「ふふ、やっぱりバトルって面白いわねえ。キョジオーン、アームハンマーで振り払って!」
「オーン!」
キョジオーンは返事をした後、勢いよくリオを振り払おうとした。
「リオ、腕から離れてからはどうだん!」
「クォー!」
リオはキョジオーンの腕を踏みつけて跳び上がってからキョジオーンにはどうだんを放ち、キョジオーンははどうだんを諸に受けた。
「オーン……!」
「キョジオーン!」
「ふるいたてるデキョウカシテタブン、ダメージモゼツダイダシ!」
「うん! リオ、このまま畳み掛けるよ!」
「クォ!」
リオが頷きながら返事をする中、タイムは目の奥に闘志の炎を燃やした。
「まだまだ負けないわ! キョジオーン、じこさいせい!」
「オーン」
じこさいせいによってキョジオーンのダメージが回復していると、シュリは小さく舌打ちをした。
「チッ、ヤッパリカイフクサレルノハヤッカイダシ」
「そうだね。ダメージを与えながらダメージを増やせる技があればいいけど……」
「フム、ソレナラピントクルノガアルシ」
「ほんと?」
ユウの問いかけにシュリは頷く。
「ウム。リオ、イマカラシュリノイウトオリニスルシ」
「クォ」
「はどうだんヲツカウトキミタイニジブンノナカニアルハガネノチカラヲシッカリトタメルシ」
「クォ……」
「ソシテソレヲエネルギーダンミタイナカンジデアイテニトバスシ!」
シュリがキョジオーンをヒレで指しながら言うと、リオは手の中にエネルギーを溜めた。そして白い光が生み出され、それが徐々に大きくなっていくと、タイムの頬に一筋の汗が流れた。
「その技はマズいわね。キョジオーン、しおづけ!」
「オーン」
キョジオーンはしおづけを使うために白い光を溜め始め、それをリオへ向けて打ち出した。

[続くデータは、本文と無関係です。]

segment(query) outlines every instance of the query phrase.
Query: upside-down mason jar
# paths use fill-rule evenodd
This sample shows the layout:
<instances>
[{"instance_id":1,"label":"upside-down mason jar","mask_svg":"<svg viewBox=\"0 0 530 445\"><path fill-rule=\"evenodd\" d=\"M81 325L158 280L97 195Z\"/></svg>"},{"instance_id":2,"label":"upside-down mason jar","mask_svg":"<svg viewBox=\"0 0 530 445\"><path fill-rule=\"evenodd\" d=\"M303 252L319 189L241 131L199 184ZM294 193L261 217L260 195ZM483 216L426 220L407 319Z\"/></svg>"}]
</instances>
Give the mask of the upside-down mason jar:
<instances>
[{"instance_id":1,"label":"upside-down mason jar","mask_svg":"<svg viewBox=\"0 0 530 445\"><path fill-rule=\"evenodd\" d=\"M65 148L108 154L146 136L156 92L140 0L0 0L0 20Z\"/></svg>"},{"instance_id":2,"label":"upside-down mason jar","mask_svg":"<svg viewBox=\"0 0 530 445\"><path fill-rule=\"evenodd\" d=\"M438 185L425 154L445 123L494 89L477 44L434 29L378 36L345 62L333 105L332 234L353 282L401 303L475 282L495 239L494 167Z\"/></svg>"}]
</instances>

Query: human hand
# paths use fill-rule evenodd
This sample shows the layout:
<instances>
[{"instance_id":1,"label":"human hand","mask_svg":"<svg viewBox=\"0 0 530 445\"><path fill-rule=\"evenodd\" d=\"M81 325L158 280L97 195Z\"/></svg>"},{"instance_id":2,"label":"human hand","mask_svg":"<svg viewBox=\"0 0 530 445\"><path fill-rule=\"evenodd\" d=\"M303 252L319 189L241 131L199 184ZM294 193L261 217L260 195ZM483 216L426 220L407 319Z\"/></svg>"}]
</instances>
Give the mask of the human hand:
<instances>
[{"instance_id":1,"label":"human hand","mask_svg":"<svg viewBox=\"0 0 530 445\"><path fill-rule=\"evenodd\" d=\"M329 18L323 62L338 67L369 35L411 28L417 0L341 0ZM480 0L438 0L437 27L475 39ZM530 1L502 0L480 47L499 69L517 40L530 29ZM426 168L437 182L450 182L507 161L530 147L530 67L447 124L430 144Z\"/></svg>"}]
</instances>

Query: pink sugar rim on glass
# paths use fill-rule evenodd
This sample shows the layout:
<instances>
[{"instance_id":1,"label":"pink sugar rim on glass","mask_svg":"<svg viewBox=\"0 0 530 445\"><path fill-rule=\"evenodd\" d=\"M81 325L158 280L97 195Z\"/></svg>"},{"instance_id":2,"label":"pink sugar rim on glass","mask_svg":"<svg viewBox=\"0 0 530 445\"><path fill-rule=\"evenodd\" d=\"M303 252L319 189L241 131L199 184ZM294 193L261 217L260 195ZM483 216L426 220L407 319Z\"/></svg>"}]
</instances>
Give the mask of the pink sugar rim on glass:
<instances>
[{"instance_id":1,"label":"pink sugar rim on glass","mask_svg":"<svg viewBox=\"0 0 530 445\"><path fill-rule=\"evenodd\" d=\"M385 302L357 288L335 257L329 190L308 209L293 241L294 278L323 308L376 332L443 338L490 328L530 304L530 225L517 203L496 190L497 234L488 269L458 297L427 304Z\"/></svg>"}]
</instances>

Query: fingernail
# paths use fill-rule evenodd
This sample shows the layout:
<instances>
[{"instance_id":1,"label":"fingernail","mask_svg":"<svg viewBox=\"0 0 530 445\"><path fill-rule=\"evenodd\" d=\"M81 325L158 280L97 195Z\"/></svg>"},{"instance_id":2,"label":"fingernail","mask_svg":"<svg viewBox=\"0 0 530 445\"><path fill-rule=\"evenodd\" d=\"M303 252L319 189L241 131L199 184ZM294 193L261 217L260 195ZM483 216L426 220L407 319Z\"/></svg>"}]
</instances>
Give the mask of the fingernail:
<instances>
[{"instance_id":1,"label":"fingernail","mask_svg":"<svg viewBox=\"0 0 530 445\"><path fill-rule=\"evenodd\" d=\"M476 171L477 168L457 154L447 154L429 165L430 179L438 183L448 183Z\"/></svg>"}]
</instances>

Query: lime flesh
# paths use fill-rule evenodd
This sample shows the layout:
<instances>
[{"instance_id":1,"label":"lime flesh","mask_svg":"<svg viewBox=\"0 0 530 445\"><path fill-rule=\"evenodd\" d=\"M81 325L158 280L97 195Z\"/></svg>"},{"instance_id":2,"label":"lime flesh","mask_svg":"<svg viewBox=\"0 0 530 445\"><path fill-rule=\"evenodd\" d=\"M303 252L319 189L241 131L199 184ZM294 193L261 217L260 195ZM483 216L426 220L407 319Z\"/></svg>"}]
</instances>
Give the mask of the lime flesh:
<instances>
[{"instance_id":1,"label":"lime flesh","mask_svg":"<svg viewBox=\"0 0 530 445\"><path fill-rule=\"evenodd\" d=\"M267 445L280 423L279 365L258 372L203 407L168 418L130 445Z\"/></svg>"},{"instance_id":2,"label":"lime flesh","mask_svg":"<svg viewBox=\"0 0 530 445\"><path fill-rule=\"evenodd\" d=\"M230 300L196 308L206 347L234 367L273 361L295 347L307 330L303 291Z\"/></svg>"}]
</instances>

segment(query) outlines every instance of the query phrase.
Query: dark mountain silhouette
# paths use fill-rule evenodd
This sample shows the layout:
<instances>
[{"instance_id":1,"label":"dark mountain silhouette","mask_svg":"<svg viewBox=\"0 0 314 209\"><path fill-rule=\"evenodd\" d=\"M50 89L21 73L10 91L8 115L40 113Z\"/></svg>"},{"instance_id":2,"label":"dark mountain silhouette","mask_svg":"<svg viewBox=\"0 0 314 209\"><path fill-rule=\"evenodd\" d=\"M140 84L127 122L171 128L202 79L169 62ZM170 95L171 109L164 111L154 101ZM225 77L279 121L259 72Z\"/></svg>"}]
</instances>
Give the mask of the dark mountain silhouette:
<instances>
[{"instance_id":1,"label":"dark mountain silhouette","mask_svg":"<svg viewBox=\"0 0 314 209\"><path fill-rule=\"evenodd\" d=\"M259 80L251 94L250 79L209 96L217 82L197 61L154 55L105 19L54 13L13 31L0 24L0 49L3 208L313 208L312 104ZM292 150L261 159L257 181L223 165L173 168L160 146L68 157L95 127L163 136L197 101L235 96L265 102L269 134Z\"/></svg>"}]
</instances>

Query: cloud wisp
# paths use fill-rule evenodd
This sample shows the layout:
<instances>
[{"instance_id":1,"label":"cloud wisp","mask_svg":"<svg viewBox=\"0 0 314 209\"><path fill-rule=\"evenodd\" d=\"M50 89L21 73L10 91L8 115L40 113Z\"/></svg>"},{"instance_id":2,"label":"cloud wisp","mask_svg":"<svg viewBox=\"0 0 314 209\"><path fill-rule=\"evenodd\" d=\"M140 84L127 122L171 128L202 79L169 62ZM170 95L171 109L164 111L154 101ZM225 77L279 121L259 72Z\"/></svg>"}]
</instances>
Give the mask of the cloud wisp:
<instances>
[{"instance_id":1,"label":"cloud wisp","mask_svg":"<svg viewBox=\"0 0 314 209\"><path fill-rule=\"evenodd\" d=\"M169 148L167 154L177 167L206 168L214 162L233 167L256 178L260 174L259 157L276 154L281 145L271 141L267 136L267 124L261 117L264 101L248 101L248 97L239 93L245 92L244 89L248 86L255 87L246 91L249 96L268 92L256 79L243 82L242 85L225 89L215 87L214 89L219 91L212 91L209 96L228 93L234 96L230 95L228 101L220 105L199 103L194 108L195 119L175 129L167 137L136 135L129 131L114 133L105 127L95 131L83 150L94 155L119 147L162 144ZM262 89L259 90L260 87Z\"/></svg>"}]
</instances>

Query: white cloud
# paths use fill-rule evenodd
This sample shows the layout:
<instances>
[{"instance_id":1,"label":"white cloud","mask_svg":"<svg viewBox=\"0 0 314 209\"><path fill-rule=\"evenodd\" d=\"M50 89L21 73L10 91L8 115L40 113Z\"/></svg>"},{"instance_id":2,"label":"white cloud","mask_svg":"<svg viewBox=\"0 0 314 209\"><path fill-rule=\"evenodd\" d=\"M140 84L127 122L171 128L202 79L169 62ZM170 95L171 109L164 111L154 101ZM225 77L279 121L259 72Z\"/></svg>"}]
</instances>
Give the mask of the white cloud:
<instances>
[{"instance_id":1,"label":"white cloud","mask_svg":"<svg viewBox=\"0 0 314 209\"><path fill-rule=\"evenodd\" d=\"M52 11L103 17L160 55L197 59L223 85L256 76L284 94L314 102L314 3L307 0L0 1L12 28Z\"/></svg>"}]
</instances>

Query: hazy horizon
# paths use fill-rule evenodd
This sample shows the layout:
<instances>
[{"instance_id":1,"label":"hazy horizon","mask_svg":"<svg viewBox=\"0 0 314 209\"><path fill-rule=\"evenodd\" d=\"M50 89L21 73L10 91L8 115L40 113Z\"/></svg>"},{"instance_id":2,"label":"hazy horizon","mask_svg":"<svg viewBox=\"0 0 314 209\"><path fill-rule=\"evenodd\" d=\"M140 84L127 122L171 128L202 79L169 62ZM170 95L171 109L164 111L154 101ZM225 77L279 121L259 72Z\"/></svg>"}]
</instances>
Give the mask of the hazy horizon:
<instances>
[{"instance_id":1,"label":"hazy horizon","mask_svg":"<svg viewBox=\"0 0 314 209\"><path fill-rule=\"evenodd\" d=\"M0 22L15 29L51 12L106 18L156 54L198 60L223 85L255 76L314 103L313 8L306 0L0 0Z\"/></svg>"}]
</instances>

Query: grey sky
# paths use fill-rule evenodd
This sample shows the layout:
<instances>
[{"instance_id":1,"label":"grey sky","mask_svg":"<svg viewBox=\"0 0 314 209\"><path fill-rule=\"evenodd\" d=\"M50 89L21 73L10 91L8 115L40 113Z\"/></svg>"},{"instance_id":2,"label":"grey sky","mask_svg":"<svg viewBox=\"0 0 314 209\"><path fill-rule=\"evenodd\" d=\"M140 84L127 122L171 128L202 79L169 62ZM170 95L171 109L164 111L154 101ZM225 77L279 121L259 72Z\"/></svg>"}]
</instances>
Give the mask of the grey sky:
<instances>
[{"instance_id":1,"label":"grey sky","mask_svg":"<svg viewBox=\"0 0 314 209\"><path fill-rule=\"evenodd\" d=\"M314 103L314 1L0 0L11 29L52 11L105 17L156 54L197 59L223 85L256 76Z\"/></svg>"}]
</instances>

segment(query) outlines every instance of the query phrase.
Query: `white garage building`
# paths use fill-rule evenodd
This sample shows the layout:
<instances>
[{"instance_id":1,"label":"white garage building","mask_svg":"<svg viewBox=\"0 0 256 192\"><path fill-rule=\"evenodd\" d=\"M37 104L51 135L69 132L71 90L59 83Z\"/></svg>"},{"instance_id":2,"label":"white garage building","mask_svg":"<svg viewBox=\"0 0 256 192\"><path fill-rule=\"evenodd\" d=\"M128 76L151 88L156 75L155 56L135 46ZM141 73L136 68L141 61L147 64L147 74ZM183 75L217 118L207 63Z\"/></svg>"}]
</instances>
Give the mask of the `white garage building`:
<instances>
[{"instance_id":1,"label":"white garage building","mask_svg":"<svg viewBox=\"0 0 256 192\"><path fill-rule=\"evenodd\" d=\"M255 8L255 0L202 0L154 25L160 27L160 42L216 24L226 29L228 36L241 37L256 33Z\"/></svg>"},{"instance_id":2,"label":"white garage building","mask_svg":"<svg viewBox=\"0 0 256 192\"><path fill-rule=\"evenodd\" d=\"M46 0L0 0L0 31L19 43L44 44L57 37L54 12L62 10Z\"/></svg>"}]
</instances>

「ソンナノウチクダイタルシ! リオ、ラスターカノン!」
「クォ!」
リオは力いっぱいにラスターカノンを放つ。そして向かってきていたしおづけとぶつかり合ったが、それを打ち砕くとそのままキョジオーンに命中した。
「オーン……」
「しおづけが……」
「ラスターカノンノツイカコウカデトクシュボウギョリョクガサガッテルシ! ユウ!」
「うん、このまま一気に行くよ! リオ、はどうだん!」
「クォー!」
リオは波導を溜め、キョジオーンに向けてはどうだんを放った。向かってくるはどうだんを見ながらタイムは満足そうな笑みを浮かべた。
「ふふ、生徒の成長を見られるのはやっぱり幸せね。でも、最後まで足掻かせてもらうわ! キョジオーン、しおづけ!」
「オーン!」
キョジオーンは最後の力を振り絞ってしおづけを打ち出した。しおづけははどうだんとぶつかり合い、押し合いを続けていたが、はどうだんがしおづけを打ち砕くとはどうだんはキョジオーンに命中した。
「オーン……!」
「キョジオーン!」
タイムの声が響く中でキョジオーンは仰向けに倒れ、ライムは腕を組みながら静かに言った。